El ascenso de Lin en Hollywood, marcado por papeles destacados en Power Rangers, Aquaman y Mortal Kombat, ha reflejado un cambio más amplio en la representación asiática. Sin embargo, mantiene un grado de sano escepticismo, considerando el progreso actual como una “batalla interminable”.
“En este momento en Hollywood, los asiáticos somos un poco como Los juegos del hambre, donde solo se obtiene un tributo a la vez”, observa. Lin critica un persistente sistema de “cuotas” donde los actores asiáticos a menudo son enfrentados entre sí por un único puesto. También denuncia la visión estrecha y frecuentemente estereotipada del casting occidental: “Hollywood solo concibe a los asiáticos con una apariencia específica. Muchos asiáticos hacen audiciones pero no consiguen el trabajo porque los productores no creen que se vean ‘suficientemente asiáticos’, lo cual es completamente ridículo”.

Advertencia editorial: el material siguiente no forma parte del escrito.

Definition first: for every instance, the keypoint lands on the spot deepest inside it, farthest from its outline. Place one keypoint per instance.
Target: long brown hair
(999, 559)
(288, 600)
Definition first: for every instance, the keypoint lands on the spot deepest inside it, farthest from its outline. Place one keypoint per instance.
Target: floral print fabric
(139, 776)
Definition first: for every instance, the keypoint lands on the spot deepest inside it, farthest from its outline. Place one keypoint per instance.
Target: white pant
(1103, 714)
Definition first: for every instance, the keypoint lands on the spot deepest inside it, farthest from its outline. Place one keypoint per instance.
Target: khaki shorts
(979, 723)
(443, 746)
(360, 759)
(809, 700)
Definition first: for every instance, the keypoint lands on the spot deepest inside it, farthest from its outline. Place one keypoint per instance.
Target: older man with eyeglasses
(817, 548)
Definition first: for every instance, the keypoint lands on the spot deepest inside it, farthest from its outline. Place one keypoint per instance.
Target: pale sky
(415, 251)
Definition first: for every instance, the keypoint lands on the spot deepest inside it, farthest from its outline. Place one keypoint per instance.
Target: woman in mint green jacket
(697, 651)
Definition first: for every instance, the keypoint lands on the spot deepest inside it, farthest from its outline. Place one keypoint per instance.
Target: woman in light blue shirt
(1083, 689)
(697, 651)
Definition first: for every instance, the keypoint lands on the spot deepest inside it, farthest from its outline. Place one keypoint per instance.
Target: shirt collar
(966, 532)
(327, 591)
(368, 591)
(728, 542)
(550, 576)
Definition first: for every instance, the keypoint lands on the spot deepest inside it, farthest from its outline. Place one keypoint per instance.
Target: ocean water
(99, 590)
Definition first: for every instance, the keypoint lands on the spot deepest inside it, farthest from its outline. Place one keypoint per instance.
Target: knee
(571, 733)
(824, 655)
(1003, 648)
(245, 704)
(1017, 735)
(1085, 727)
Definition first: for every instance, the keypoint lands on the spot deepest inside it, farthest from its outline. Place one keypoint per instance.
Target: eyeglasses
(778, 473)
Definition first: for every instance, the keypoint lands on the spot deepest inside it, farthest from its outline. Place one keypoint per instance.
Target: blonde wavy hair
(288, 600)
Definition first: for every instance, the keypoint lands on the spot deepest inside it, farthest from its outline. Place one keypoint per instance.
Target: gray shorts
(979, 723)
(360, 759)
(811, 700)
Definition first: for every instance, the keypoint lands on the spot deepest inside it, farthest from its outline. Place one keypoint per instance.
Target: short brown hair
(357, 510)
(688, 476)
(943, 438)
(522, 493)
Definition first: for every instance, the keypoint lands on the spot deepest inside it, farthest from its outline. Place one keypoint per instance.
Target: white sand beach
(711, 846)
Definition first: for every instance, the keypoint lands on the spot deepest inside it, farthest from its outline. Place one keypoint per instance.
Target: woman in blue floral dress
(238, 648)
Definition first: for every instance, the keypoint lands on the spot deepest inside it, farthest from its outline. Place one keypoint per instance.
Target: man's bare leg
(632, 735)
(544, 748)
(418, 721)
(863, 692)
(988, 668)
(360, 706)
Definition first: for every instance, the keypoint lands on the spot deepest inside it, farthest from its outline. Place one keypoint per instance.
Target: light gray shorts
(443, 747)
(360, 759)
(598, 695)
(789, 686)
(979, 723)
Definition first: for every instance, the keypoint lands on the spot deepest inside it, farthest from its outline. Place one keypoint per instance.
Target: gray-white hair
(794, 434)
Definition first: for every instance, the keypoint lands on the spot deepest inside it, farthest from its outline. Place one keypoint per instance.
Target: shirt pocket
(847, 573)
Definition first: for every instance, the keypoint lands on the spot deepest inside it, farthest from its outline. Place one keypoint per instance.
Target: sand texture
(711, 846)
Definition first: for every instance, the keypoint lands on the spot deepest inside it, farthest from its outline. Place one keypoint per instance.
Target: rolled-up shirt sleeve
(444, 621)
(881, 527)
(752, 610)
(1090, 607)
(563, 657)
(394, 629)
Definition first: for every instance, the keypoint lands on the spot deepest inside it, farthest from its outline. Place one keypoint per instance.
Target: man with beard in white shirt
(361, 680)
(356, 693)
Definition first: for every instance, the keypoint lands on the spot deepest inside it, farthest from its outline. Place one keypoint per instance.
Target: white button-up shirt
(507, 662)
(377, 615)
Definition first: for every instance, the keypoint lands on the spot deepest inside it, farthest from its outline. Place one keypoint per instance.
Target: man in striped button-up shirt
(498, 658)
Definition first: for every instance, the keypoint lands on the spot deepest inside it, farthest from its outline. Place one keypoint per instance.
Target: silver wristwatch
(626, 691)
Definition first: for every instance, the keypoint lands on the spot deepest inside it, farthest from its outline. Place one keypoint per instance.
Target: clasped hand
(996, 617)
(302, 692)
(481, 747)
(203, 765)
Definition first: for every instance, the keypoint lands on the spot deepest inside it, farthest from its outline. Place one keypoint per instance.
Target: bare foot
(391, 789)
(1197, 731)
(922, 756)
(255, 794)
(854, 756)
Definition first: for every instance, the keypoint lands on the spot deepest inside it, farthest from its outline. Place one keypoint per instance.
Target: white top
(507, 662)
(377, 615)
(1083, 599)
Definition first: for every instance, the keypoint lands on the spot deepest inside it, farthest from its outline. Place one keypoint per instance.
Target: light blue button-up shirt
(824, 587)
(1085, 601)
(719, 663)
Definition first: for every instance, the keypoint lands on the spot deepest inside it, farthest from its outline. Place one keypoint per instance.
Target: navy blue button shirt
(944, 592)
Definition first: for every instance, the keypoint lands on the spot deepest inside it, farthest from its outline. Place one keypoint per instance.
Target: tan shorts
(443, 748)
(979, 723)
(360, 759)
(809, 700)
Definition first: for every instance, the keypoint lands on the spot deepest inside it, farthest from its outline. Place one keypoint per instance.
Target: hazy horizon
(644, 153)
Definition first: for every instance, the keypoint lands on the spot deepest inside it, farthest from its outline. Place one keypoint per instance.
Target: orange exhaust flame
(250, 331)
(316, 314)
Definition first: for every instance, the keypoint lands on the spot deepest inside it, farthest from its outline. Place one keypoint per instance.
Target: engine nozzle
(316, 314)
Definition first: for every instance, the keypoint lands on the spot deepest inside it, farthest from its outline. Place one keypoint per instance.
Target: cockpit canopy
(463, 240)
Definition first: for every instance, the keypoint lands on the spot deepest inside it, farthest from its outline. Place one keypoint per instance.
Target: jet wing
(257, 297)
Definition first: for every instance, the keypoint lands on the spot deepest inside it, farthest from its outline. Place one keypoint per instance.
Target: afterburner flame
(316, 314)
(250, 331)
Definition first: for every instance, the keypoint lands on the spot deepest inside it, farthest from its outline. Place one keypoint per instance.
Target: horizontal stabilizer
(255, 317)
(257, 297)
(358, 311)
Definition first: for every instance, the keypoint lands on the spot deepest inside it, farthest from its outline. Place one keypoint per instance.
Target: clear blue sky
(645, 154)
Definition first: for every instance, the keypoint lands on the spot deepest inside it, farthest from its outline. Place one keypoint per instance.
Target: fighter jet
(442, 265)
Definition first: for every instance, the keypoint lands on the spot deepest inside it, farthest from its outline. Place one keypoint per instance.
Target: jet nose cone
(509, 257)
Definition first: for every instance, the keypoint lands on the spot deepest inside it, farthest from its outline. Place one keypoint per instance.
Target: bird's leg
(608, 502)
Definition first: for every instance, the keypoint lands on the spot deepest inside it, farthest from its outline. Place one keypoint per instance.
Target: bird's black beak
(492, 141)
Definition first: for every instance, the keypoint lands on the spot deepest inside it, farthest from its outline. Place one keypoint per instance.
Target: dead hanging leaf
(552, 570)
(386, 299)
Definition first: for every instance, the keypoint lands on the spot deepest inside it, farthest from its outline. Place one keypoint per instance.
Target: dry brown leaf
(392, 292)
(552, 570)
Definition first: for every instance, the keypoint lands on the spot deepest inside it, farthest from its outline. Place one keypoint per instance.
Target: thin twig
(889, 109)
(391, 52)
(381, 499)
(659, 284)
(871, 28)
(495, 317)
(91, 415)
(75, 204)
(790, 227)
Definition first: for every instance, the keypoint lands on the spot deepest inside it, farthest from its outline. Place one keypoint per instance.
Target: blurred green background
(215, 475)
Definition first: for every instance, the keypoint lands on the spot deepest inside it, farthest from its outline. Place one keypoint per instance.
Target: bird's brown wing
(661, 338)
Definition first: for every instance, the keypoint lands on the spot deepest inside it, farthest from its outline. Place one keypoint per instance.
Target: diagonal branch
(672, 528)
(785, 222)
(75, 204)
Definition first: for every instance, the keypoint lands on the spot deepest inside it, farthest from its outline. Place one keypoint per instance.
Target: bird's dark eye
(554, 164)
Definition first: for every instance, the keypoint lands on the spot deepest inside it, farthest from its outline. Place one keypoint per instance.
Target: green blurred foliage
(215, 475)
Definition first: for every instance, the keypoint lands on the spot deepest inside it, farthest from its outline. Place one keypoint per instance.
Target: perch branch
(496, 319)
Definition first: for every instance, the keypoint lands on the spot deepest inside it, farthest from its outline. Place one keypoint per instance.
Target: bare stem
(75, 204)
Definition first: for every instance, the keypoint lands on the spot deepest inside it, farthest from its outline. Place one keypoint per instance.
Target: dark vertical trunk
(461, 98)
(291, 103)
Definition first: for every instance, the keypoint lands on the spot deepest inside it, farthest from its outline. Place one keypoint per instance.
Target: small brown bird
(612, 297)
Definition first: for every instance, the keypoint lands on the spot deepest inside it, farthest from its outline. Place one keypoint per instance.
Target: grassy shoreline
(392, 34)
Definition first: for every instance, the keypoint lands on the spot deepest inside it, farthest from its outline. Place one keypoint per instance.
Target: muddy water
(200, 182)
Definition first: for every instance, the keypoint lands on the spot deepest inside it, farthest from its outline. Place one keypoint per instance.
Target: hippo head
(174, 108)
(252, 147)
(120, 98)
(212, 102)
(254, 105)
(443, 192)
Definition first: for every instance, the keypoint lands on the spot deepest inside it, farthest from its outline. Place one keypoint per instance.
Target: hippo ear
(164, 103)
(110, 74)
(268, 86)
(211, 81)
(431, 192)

Above Un fotograma oficial que destaca la acción de la película Mortal Kombat II. (Foto: cortesía de Warner Bros. Pictures)
Para cerrar esta brecha, Lin anima a sus compañeros de las comunidades asiático-canadiense y asiático-estadounidense a reconectar con el continente para evitar “repetir historias a través del prisma de otra persona”. “Siempre les recomiendo que regresen a Asia para ver cómo son Hong Kong, China continental o Corea del Sur”, afirma. “Si verdaderamente desea representar a los asiáticos, es imperativo que se reconecte con sus raíces”.
El propio Lin es un crisol de culturas: nacido en China continental, creció hablando el dialecto de Fuzhou antes de dominar el mandarín, el cantonés y, finalmente, el inglés. Su chispa cinematográfica se encendió por primera vez gracias a la energía cinética del cine de Hong Kong. Es bien sabido que, cuando dejó Hong Kong en su juventud, la mitad de sus lágrimas fueron por su familia y la otra mitad por el célebre cineasta Stephen Chow, temiendo perder el acceso a la obra del autor en el extranjero.
“Él despertó en mí el amor por el séptimo arte”, confiesa Lin. Esta pasión se consolidó más tarde en las clases de teatro en Canadá, lo que lo llevó a su gran salto en Hollywood en 2017 interpretando a Zack Taylor, el Power Ranger negro, en Power Rangers.

Above Otra impactante escena visual de la esperada película Mortal Kombat II. (Foto: cortesía de Warner Bros. Pictures)
Ahora consolidado en franquicias globales, Lin está aprovechando su influencia para desmantelar las fronteras creativas. Se adentra en la producción, habiendo colaborado en el guion de The Unlucky, un thriller centrado en un estudiante internacional en peligro. Cada vez mira más hacia el cine independiente para cimentar su carrera y demostrar que es mucho más que un simple “luchador musculoso”.
A medida que su estrella sigue ascendiendo, Lin se muestra tan entusiasta como siempre por explorar nuevos territorios. “Me siento como un niño en una tienda de golosinas; podría sufrir parálisis por análisis ante tantas opciones”, admite. “Pero siempre he tenido un único objetivo para mi carrera: poder hacer películas y abrir historias tanto en Hollywood como en Asia, uniendo el Este y el Oeste. Siempre ha sido así de sencillo”.